Hi new to this forum. I am looking to write the CofQ test for mechanical drywaller. I am looking for a copy of the test or the exam material. Does anyone know where I can find it?


----------



## MrWillys (Mar 10, 2014)

Gaihosa,
I was a full time union apprenticeship instructor for carpentry for 5 years, and still hold vocational credentials in 2 states. I'm a drywaller by trade and find your question difficult to answer. What specific aspect of the craft are you trying to address? The drywall trade can be any of the following. Drywall installation, drywall finishing, metal stud framing including wall layout, suspended ceilings, insulation and possibly doors, frames, and hardware. I even did a little fireproofing.


----------



## gaihosa (Jul 21, 2015)

In Ontario this some of the material the test would cover
Erect various exterior and interior stud wall partitions,
Install metal door frames,
Window frames,
acoustical ceilings
Precast mouldings for columns and ceiling
Install x-ray shielding,
thermal and sound insulation
Various drywall panels and metal and vinyl trims
Layout and Blue Print reading
Demountable systems
etc.

Most of I know but I was hoping to find a exam copy or material with an in depth explanation so I could be more prepared for the test.

Hope that's clearer.


----------



## MrWillys (Mar 10, 2014)

Contact your local Carpenters union apprenticeship training center. I know that I've taken classes with people from Canada before at the international training center in Las Vegas, NV. You can actually join the carpenters union as an apprentice and they will let you take some classes without any work hours.
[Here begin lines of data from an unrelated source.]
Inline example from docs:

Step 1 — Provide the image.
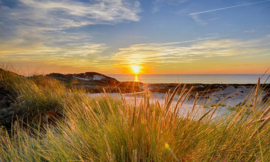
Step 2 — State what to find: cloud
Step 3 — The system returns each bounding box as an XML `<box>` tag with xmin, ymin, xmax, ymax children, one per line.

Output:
<box><xmin>191</xmin><ymin>15</ymin><xmax>207</xmax><ymax>26</ymax></box>
<box><xmin>189</xmin><ymin>0</ymin><xmax>270</xmax><ymax>25</ymax></box>
<box><xmin>190</xmin><ymin>15</ymin><xmax>218</xmax><ymax>26</ymax></box>
<box><xmin>189</xmin><ymin>0</ymin><xmax>270</xmax><ymax>16</ymax></box>
<box><xmin>0</xmin><ymin>0</ymin><xmax>141</xmax><ymax>42</ymax></box>
<box><xmin>0</xmin><ymin>0</ymin><xmax>141</xmax><ymax>70</ymax></box>
<box><xmin>0</xmin><ymin>41</ymin><xmax>110</xmax><ymax>67</ymax></box>
<box><xmin>2</xmin><ymin>0</ymin><xmax>141</xmax><ymax>29</ymax></box>
<box><xmin>112</xmin><ymin>37</ymin><xmax>270</xmax><ymax>67</ymax></box>
<box><xmin>152</xmin><ymin>0</ymin><xmax>187</xmax><ymax>13</ymax></box>
<box><xmin>243</xmin><ymin>29</ymin><xmax>256</xmax><ymax>33</ymax></box>
<box><xmin>0</xmin><ymin>0</ymin><xmax>141</xmax><ymax>44</ymax></box>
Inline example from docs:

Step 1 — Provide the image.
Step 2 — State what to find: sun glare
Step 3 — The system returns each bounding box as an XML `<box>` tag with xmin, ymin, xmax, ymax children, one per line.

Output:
<box><xmin>131</xmin><ymin>65</ymin><xmax>141</xmax><ymax>74</ymax></box>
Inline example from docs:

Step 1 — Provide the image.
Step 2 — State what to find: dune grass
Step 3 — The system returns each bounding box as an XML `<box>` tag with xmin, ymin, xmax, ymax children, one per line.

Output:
<box><xmin>0</xmin><ymin>69</ymin><xmax>270</xmax><ymax>161</ymax></box>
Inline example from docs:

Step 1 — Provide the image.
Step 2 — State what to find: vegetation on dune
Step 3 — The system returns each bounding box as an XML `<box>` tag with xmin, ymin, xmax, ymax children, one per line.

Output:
<box><xmin>0</xmin><ymin>68</ymin><xmax>270</xmax><ymax>161</ymax></box>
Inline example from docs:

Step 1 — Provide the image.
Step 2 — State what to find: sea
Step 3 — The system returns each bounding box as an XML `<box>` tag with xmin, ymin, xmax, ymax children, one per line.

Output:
<box><xmin>107</xmin><ymin>74</ymin><xmax>270</xmax><ymax>84</ymax></box>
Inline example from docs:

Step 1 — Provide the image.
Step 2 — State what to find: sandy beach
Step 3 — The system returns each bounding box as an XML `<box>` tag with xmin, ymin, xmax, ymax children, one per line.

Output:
<box><xmin>87</xmin><ymin>84</ymin><xmax>269</xmax><ymax>119</ymax></box>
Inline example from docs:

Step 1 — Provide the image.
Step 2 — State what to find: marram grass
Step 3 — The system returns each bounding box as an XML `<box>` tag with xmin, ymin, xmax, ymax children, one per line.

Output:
<box><xmin>0</xmin><ymin>69</ymin><xmax>270</xmax><ymax>161</ymax></box>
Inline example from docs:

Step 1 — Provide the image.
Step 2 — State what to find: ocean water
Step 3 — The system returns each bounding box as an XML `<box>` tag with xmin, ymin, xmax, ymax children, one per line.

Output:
<box><xmin>108</xmin><ymin>74</ymin><xmax>270</xmax><ymax>84</ymax></box>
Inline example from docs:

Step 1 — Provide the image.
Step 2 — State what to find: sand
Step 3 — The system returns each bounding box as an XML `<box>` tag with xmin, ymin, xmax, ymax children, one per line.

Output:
<box><xmin>87</xmin><ymin>85</ymin><xmax>268</xmax><ymax>119</ymax></box>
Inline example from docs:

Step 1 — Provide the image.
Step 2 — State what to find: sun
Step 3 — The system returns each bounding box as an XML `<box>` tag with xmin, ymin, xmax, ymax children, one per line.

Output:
<box><xmin>131</xmin><ymin>65</ymin><xmax>141</xmax><ymax>74</ymax></box>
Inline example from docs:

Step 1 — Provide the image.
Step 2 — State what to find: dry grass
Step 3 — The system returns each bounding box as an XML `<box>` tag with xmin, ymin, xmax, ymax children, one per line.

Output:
<box><xmin>0</xmin><ymin>68</ymin><xmax>270</xmax><ymax>161</ymax></box>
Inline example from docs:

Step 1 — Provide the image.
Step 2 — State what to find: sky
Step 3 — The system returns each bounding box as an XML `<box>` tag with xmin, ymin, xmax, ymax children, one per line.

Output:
<box><xmin>0</xmin><ymin>0</ymin><xmax>270</xmax><ymax>74</ymax></box>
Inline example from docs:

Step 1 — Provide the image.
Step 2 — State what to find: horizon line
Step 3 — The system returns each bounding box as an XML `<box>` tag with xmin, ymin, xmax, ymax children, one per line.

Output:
<box><xmin>106</xmin><ymin>73</ymin><xmax>270</xmax><ymax>75</ymax></box>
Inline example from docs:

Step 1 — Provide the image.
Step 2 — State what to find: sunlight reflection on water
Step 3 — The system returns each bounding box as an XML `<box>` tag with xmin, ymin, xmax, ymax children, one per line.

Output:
<box><xmin>134</xmin><ymin>75</ymin><xmax>139</xmax><ymax>82</ymax></box>
<box><xmin>109</xmin><ymin>74</ymin><xmax>270</xmax><ymax>84</ymax></box>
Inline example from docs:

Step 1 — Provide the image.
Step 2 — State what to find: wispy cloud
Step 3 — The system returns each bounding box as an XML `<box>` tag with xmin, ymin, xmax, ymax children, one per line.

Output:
<box><xmin>0</xmin><ymin>41</ymin><xmax>110</xmax><ymax>67</ymax></box>
<box><xmin>0</xmin><ymin>0</ymin><xmax>141</xmax><ymax>70</ymax></box>
<box><xmin>6</xmin><ymin>0</ymin><xmax>141</xmax><ymax>29</ymax></box>
<box><xmin>0</xmin><ymin>0</ymin><xmax>141</xmax><ymax>42</ymax></box>
<box><xmin>243</xmin><ymin>29</ymin><xmax>256</xmax><ymax>33</ymax></box>
<box><xmin>112</xmin><ymin>37</ymin><xmax>270</xmax><ymax>67</ymax></box>
<box><xmin>152</xmin><ymin>0</ymin><xmax>188</xmax><ymax>13</ymax></box>
<box><xmin>189</xmin><ymin>0</ymin><xmax>270</xmax><ymax>25</ymax></box>
<box><xmin>190</xmin><ymin>0</ymin><xmax>270</xmax><ymax>15</ymax></box>
<box><xmin>190</xmin><ymin>15</ymin><xmax>207</xmax><ymax>26</ymax></box>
https://www.carpenters.org/Todays_UBC_Top_Nav/Ops_Locations/ITC_Main.aspx

They have a complete curriculum already developed for all of the above subject matter.


----------



## gaihosa (Jul 21, 2015)

I already have contacted them. They have a night course available at the moment but the hall is far from me so not a feasible option. I would rather, if possible, study at home and then write the test. That's why I am looking for the exam materials or the sample question.


----------



## MrWillys (Mar 10, 2014)

Here's a few things for you to study:

http://scotthansen.net/installdoor.doc

http://scotthansen.net/carpentry.html

https://www.usg.com/content/usgcom/en.html

Also, keep in mind that exterior framing is typically structural, and interior is typically non load bearing.
For metal studs see here:

http://ssma.com 

Doors:

http://www.doors.org/


----------



## gaihosa (Jul 21, 2015)

Thank you.


----------



## MrWillys (Mar 10, 2014)

Question can be true & false, multiple choice, or fill in the blank from reading assignment's. Keep in mind the written is a portion. We learn by seeing, listening, and hands on. I would do Powerpoint presentations to show them what we would do, then take them in the shop for hands on, and finish it up with written work. This way you've presented it in the 3 ways we learn to drive it home.
I really enjoyed teaching, but hated the union politics, so I went back in the field.


----------